19 Ağustos 1153 tarihinde işgal edilen Askalan, Kral'ın kardeşi Yafa Kontu Amaury'nin idaresine verildi. Bu Haçlılar için çok önemli bir zaferdi. Artık gözlerini Mısır'a dikmiş, Fatımilere saldırmaya hazırlanıyorlardı. Ancak bir yıl sonra Dımaşk'ı hakimiyeti altına alan Nureddin Zengi'nin de hedefinde Mısır vardı. Bu kıyasıya yarış 1169 yılında Şirkuh ve yeğeni Selahaddin'in Mısır seferiyle sona erdi. Zengiler Mısır'a hakim olup Fatımi devleti ve hilafetini lağv etti. Böylece Müslümanların tek temsilcisi Abbasi Halifesi kaldı. Bu da İslam Birliği'nin sağlanması açısından çok önemliydi.

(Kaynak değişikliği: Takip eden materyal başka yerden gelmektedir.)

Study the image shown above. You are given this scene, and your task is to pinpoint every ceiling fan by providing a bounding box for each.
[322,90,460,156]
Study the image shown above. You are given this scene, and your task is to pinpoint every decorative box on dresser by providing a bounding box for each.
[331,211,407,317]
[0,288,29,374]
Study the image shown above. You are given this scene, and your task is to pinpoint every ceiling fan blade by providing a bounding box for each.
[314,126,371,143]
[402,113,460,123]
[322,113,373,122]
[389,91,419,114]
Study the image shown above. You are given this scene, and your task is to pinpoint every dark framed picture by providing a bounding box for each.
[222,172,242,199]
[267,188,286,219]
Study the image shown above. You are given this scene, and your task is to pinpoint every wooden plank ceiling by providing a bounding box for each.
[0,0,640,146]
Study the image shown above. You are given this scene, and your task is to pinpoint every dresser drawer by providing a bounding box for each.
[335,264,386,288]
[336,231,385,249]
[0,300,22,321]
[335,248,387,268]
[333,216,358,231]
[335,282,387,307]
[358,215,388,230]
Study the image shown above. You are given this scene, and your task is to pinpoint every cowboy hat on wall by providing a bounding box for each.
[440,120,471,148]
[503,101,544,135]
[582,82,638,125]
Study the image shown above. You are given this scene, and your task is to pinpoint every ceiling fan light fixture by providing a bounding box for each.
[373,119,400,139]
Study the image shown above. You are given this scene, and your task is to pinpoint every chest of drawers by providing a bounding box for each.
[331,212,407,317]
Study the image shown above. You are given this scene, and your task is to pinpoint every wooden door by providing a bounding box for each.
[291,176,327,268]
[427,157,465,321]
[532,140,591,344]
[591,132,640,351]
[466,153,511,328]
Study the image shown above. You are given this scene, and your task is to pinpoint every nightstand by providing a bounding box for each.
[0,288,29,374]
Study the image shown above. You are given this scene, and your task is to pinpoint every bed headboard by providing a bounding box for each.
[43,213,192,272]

NUREDDİN ZENGİ'NİN ÜÇ GAYESİ

Zaten Nureddin Zengi, Abbasi Halifesine gönderdiği mektubunda hayatının üç gayesini şöyle açıklıyordu: Birincisi Fatımi Hilafetini kaldırarak İslam Birliğini sağlamak. İkincisi Kudüs'ü fethederek Haçlı işgaline son vermek. Üçüncüsü de Hadisi şerifteki müjdeye nail olmak için İstanbul'u fethetmek. Bunlardan ancak birini gerçekleştirebildi. Kudüs fethi ise Selahaddin Eyyubi'ye nasip oldu.

Nureddin Zengi 1174 yılında ölünce yerine 11 yaşındaki oğlu Melik Salih İsmail geçti. Yaşı küçük olduğu için annesi ona vesayet ediyordu. Selahaddin Eyyubi iki sene sonra Nureddin Zengi'nin dul hanımı İsmetüddin Amine ile evlenince, oğlunun direnci de yok oldu. Böylece İslam devletleri arasında birlik sağlandı.

Görüldüğü üzere tarihi gerçeklerle örtüşmeyen zaman mekan ve şahıslara dayanılarak yapılan hayali kurgular, diziyi inanılır olmaktan çıkarmıştır. Selahaddin Eyyubi'nin hayatı öyle kahramanlıklarla doludur ki, bu şekilde gerçek dışı kurgulara hiç ihtiyaç yoktur. Onun hayatını adadığı Kudüs fethi, hakkıyla anlatılabilse başka bir senaryoya gerek kalmaz. Umarım gelecek bölümlerde aynı hatalar tekerrür etmez.